VITAL is designed to treat patients with milder symptoms, thereby keeping country’s limited supply of traditional ventilators available for patients with more severe COVID-19 symptoms. “We specialize in spacecraft, not medical-device manufacturing,” said Michael Watkins, Director of NASA’s Jet Propulsion Laboratory. “But excellent engineering, rigorous testing, and rapid prototyping are some of our specialties. When people at JPL realized they might have what it takes to support the medical community and the broader community, they felt it was their duty to share their ingenuity, expertise, and drive,” Watkins said. NASA is now seeking FDA approval for the device via an emergency use authorization.

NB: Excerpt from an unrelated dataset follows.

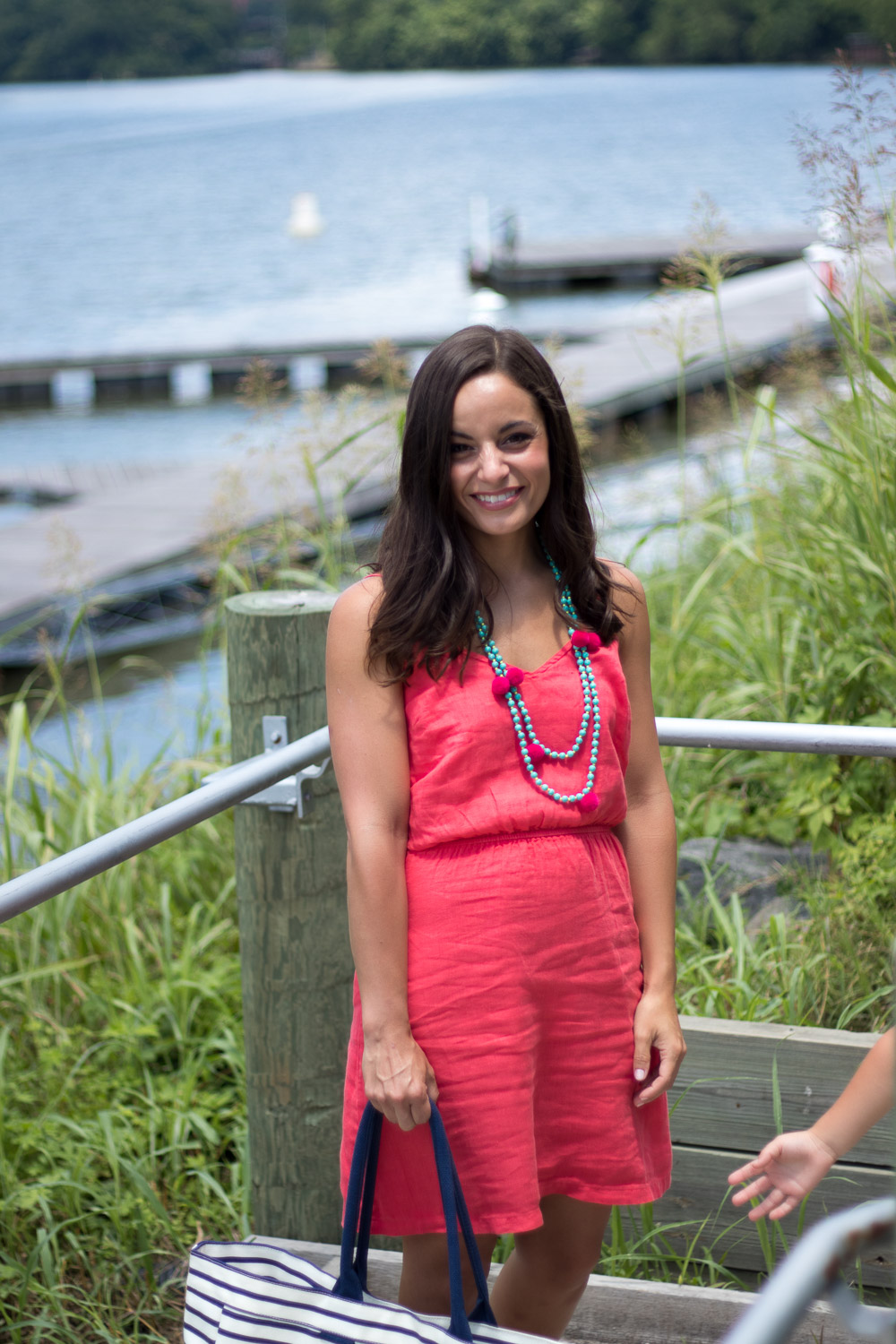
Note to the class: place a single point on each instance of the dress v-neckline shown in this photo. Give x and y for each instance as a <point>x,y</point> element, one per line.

The new device would not replace current hospital ventilators, which can last years. Instead, VITAL is intended to last 3–4 months and is specifically tailored for COVID-19 patients. “Intensive care units are seeing COVID-19 patients who require highly dynamic ventilators,” said JD Polk, NASA’s chief health and medical officer. “The intention with VITAL is to decrease the likelihood patients will get to that advanced stage of the disease and require more advanced ventilator assistance,” Polk said.

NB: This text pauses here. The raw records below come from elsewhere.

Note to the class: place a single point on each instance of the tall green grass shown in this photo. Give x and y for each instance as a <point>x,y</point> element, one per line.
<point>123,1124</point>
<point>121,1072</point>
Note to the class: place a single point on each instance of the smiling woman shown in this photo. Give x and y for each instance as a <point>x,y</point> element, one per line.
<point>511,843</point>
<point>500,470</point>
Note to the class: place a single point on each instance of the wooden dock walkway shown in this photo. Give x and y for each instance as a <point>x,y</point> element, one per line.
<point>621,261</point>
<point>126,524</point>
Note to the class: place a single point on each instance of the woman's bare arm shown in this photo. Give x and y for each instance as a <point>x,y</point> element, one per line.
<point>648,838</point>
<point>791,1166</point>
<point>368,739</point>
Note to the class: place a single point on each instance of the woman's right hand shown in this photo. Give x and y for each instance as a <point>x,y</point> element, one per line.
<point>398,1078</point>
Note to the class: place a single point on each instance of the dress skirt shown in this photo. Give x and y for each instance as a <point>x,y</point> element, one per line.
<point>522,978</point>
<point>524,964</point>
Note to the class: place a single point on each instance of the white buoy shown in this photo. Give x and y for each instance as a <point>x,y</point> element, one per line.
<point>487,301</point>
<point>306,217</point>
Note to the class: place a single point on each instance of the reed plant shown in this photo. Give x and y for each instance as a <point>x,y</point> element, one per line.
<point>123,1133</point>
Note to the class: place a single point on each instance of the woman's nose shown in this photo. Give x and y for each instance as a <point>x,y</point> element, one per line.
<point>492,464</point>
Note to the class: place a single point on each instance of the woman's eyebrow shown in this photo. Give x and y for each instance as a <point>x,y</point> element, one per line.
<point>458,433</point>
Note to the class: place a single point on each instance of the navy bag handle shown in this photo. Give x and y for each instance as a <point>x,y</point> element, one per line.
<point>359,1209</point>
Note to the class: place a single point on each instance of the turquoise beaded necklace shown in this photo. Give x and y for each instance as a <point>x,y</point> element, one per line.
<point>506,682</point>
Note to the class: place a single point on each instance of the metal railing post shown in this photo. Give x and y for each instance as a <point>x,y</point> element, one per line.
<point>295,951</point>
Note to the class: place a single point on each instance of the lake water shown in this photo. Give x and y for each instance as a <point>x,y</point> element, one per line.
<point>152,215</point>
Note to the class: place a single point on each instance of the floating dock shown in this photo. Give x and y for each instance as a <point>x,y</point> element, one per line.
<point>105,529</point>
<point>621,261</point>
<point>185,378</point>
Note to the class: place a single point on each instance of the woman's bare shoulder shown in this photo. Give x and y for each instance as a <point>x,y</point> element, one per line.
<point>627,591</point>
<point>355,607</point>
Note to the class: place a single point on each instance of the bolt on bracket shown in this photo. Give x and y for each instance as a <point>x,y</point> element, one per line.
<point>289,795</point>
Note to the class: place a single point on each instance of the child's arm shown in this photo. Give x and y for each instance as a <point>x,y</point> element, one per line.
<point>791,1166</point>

The hurried supplies made by some brands in March and April 2020 have issues as some models did not incorporate all the requisite features. Swami Ramanand Teerth Rural Medical College, Ambajogai complained that from the 27 ventilators that it procured, only one disposable flow sensor had been supplied with every machine. Another common complaint was of the machines not getting power supply. Many machines from that lot of delivery are now stacked away at the hospitals and not being used.

Ashok Patel
Founder & CEO,
Max Ventilator

“Now that ventilators are included in the MDR 2020 list, effective April 2020, within 18 months all ventilators will need to follow the requirements of ISO 13485; and comply with applicable BIS/ISO product standards within 42 months.”

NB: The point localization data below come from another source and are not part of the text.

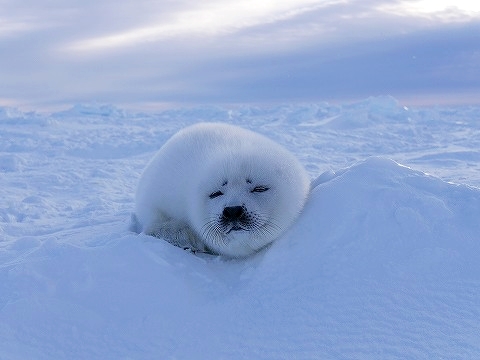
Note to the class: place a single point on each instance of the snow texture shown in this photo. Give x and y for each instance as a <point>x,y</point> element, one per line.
<point>382,263</point>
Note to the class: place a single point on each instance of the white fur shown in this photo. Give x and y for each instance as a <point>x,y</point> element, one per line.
<point>176,199</point>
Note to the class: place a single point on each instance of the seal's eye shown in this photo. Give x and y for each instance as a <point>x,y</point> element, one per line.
<point>215,194</point>
<point>260,189</point>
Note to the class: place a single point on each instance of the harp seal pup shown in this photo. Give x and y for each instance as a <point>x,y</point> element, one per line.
<point>220,189</point>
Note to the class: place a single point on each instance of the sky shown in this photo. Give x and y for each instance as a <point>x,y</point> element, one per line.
<point>145,53</point>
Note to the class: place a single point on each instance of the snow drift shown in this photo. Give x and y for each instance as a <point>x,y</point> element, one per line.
<point>383,262</point>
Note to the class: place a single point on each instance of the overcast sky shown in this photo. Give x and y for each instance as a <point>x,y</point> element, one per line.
<point>139,53</point>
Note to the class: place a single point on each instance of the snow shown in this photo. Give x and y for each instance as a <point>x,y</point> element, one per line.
<point>382,263</point>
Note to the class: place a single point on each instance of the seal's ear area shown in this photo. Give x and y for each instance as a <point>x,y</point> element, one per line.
<point>215,194</point>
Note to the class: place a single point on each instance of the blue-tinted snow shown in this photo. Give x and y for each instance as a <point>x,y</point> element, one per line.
<point>383,262</point>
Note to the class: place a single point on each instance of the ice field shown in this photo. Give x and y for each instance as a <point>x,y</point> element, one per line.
<point>382,264</point>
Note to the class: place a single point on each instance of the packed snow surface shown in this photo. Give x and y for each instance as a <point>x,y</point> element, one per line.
<point>382,264</point>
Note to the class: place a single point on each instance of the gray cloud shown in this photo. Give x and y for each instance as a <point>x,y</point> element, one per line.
<point>342,50</point>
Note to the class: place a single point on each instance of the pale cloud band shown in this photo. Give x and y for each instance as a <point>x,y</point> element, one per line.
<point>217,51</point>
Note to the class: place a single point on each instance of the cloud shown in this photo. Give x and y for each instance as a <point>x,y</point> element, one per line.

A major issue is lack of trained manpower to operate the machines. The country has 10,000 intensivists as against over 50,000 ventilators installations. Trained ICU specialists and respiratory technicians are needed to operate the machines. Many centers are resorting to treating patients, using the ventilators in a non-invasive mode. In one case, Karnataka state government had let out ventilators to private medical establishments for 6 months for government-referred patients, at a charge of ₹500 per day, the private hospitals’ challenge was the manpower to handle the additional equipment.

The Indian government is attempting to give a push to domestic manufacturing and attract large investment in medical device sector. The Department of Pharmaceuticals is part of the Production Linked Incentive (PLI) scheme launched for promotion of domestic manufacturing of medical devices to ensure a level playing field for the domestic manufacturers of medical devices. A total financial outlay of ₹3420 crore for the period 2020-21 to 2027-28 has been allocated for medical devices. And ventilators are included in this scheme. So far, for this product segment, only GE has come forth with a committed investment of ₹53.86 crore, the amount includes patient monitors too.

The commercial production is projected to commence from April 1, 2022 and the disbursal of the incentive by the government over the 5 years period would be up to a maximum of ₹121 crore per applicant per target segment. A total of ₹729.63 crore has been made for the four target segments of medical devices identified so far. Some applications are pending and proposed to be taken up for approval by end of February 2021. The setting of these plants will make the country self-reliant to a large extent in the specified target segments in the medical devices sector.